If you guys don't remember, a month or two ago, I posted a thread on him because he became very sick. He's been battling whatever it was up until now. He perked up after I started putting aquarium salt n his tank, and actually grew to have a much better appetite for the past few weeks... but just a few days ago, he stopped eating, and I knew it was time for him to pass.

As silly as it sounds, Haku meant a lot to me, even though he was just a little fish. I enjoyed giving him a fun tank for him to explore, and I enjoyed watching how excited he seemed to get when people came near his tank. He was probably the most sociable of the few bettas I have kept in my entire life.

I woke up this morning, and I went to go feed him, and I found him laying at the bottom of the tank, motionless, and stiff.

I think whatever he was sick with finally got to him 

RIP little guy. You fought very hard.


----------



## Lilysmommy (Jan 7, 2009)

Aww, I'm sorry Shae.  He was a beautiful little guy, and sounds like he was a sweetie. Bettas are such fun fish to have, and most of them don't get even half the home they deserve. You were a great owner for Haku, and it sounds like he had a good, long life! RIP Haku.


----------



## Nancy (Aug 22, 2008)

He was beautiful.
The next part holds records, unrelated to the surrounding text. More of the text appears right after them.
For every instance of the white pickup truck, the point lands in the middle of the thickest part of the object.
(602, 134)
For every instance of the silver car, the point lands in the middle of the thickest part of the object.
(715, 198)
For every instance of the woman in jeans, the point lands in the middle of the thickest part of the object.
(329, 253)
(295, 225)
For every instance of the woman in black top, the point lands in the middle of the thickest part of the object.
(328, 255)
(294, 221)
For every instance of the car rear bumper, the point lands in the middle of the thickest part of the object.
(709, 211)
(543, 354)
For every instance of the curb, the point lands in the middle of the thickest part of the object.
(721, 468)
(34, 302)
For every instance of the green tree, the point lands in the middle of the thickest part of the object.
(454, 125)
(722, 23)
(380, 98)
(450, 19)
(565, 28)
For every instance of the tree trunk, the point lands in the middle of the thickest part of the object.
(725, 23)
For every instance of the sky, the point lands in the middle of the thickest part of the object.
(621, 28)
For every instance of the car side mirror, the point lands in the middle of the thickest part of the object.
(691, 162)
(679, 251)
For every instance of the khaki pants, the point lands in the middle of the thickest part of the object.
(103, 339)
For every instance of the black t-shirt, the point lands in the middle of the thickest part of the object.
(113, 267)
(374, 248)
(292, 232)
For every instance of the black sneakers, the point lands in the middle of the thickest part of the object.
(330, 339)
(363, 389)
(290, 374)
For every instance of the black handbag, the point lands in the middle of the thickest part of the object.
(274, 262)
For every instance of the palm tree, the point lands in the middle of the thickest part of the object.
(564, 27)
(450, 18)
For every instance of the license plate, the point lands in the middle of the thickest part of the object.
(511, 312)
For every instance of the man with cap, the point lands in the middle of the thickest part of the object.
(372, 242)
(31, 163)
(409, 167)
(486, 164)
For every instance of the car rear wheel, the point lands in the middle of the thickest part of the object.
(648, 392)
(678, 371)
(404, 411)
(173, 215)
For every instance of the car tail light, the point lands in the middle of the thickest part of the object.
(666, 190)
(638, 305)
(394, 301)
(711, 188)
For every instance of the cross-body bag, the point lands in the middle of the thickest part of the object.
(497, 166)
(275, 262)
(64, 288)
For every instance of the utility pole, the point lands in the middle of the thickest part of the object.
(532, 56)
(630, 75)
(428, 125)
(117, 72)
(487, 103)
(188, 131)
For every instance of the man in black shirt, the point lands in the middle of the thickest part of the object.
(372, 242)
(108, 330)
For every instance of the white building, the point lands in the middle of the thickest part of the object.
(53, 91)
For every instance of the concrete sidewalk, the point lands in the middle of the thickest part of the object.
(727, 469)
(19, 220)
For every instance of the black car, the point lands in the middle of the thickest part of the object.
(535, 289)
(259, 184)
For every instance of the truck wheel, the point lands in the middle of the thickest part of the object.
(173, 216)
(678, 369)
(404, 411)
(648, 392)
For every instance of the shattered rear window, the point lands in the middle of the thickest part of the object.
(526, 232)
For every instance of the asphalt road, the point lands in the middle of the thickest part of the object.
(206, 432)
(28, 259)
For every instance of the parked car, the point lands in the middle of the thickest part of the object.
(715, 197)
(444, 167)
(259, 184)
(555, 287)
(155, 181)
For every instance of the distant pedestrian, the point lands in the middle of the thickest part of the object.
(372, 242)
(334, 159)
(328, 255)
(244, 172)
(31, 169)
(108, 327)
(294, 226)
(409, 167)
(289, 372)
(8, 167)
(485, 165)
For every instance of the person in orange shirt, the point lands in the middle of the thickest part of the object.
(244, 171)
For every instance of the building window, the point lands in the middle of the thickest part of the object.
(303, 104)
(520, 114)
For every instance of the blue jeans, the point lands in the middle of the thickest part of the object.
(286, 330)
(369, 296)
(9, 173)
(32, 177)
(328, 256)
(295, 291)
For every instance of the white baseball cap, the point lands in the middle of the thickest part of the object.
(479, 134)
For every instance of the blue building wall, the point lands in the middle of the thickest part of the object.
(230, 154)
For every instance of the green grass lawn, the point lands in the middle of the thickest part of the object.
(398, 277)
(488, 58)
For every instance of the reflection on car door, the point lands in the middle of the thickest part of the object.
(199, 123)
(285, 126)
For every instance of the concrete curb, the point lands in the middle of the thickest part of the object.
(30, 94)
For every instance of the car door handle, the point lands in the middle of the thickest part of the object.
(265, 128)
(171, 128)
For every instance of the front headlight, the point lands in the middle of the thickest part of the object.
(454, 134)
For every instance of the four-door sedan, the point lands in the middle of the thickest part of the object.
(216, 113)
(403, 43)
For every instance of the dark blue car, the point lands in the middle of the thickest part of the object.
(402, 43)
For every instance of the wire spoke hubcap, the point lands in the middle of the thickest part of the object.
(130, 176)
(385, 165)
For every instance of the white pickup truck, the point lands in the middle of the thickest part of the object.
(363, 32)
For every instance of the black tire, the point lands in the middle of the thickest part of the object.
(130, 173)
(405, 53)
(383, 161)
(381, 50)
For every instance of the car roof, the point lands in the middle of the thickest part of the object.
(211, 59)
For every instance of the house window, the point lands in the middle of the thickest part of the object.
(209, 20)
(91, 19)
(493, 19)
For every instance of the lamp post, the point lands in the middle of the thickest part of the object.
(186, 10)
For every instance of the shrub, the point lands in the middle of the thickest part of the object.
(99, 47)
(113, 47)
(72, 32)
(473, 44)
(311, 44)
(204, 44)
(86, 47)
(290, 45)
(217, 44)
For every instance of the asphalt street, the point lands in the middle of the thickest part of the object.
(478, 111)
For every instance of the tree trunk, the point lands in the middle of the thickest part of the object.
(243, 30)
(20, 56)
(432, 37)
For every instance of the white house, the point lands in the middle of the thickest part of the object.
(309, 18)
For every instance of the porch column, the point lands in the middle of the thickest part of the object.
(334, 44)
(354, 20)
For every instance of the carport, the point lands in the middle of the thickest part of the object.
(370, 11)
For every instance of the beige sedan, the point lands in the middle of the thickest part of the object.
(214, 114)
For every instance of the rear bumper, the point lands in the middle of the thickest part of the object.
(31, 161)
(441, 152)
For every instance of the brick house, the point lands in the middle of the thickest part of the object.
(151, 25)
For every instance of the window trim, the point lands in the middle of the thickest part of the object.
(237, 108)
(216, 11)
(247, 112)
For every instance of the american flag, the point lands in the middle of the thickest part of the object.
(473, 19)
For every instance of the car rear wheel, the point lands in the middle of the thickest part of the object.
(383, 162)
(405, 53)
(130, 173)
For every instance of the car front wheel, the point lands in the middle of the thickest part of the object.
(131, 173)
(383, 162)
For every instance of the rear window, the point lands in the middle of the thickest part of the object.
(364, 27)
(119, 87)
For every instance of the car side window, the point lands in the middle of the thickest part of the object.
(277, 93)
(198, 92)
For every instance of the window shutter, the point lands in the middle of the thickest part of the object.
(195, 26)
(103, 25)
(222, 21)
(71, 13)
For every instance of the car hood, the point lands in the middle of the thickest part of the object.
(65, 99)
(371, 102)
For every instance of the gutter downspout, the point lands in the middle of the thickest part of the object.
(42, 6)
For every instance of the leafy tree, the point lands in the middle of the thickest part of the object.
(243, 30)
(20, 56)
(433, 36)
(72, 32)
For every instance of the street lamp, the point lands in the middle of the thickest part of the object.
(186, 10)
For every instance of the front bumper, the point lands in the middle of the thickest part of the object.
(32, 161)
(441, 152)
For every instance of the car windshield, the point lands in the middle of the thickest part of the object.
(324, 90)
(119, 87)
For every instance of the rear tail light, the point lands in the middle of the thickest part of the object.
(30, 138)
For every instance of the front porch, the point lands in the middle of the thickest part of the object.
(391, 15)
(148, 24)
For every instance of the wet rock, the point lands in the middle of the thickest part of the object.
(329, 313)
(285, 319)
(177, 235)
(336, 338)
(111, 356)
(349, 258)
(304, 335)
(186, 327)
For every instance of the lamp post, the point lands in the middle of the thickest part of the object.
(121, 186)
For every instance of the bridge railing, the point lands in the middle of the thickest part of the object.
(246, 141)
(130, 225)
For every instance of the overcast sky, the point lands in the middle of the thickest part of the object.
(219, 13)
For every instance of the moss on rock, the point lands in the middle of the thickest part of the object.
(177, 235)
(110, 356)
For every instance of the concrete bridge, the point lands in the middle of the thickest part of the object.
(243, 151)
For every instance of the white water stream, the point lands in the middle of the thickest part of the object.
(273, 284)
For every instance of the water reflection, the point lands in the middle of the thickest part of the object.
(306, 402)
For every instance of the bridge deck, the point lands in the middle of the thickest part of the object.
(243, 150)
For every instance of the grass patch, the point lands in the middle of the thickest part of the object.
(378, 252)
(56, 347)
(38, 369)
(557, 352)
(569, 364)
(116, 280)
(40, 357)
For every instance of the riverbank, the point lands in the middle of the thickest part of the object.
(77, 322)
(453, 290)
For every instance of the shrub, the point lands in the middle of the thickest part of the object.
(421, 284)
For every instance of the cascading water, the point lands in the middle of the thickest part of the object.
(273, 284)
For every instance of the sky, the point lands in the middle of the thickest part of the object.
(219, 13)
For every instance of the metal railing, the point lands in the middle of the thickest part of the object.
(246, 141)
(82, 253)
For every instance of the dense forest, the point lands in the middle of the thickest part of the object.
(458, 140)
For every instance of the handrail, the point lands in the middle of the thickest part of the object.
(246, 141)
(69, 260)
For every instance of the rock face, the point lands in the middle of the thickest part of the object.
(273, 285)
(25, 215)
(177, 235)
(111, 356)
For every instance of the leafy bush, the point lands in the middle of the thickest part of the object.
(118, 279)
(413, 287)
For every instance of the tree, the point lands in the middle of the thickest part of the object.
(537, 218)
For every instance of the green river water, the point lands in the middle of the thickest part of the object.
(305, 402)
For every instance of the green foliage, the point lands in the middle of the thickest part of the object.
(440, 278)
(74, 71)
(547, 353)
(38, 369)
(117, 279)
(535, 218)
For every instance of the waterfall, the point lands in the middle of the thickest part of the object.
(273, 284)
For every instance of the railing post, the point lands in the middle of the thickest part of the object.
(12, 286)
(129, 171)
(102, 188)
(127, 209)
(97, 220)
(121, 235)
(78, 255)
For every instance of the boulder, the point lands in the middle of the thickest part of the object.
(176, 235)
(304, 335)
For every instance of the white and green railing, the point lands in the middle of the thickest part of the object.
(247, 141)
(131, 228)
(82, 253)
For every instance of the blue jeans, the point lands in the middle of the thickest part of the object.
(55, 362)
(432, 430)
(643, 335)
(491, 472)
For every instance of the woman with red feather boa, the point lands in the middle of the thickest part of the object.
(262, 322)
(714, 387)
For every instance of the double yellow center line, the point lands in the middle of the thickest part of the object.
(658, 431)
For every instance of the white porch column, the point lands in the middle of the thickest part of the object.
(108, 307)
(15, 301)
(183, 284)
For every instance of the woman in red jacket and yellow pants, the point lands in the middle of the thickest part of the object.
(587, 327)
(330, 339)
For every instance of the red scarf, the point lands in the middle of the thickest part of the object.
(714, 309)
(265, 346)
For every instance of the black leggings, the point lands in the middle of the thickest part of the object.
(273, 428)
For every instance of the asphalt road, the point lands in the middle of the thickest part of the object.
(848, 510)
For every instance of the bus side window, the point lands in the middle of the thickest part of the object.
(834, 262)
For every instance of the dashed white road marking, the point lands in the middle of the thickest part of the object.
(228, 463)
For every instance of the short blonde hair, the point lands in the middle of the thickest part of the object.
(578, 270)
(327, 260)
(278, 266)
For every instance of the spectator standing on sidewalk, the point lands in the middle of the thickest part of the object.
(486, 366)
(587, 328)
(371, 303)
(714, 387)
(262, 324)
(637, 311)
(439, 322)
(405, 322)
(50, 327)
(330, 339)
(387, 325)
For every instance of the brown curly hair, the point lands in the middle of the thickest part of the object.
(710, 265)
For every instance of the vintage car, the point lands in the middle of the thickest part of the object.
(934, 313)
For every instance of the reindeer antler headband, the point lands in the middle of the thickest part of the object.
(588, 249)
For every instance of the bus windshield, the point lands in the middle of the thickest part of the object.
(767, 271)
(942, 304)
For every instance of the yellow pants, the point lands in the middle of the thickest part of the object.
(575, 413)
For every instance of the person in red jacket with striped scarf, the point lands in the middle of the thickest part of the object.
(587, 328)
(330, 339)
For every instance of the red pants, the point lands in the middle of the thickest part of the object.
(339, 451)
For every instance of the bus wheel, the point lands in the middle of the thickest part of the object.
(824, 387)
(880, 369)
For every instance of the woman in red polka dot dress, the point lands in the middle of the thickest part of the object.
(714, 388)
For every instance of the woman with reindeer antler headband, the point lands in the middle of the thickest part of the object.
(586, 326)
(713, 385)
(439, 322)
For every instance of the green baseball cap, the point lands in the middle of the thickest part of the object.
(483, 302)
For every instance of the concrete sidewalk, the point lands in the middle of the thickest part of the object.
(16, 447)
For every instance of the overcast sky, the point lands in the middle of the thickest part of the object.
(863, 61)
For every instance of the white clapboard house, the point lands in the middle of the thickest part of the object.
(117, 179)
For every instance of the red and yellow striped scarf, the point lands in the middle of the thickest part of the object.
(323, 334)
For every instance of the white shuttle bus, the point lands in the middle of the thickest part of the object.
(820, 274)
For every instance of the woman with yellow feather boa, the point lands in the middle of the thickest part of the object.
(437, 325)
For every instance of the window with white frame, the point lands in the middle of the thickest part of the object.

I'm sorry you lost him. 

Hugs


----------



## hanhan27 (May 12, 2011)

*Hugs* Even the smallest animals can carve a place out in our hearts. RIP little Haku


----------



## TeddysMommy (Apr 24, 2011)

Awe, Shae ;( I know that he meant much to you, but you gave him the best life possible  
HUGS


----------



## LarryT (May 12, 2009)

So sorry Shae  he was a cutie.


----------



## gstice (Jan 19, 2012)

I'm sorry about Haku . I Have 2 fish tanks myself, and I always take it hard when my fishies die. My husband is so sweet and makes little coffins for them so I can give them a "proper" burial. I know that sounds really crazy.


----------



## shaelikestaquitos (Feb 2, 2010)

Thank you all x_x
I know a lot of people will think, "it's just a fish" but I think you all would understand >_<

I've decided not to get anymore bettas after this T^T They die too fast...  It makes me very sad every time *sigh*


----------



## ReginasMommy (Apr 13, 2011)

I'm so sorry  He was a beautiful fish and it sounds like you took great care of him


----------



## Alastrina (Sep 18, 2009)

*hugs* I am so sorry, he was such a gorgeous guy and it sounded like he was very social and a delight to be around. 

~Katie


----------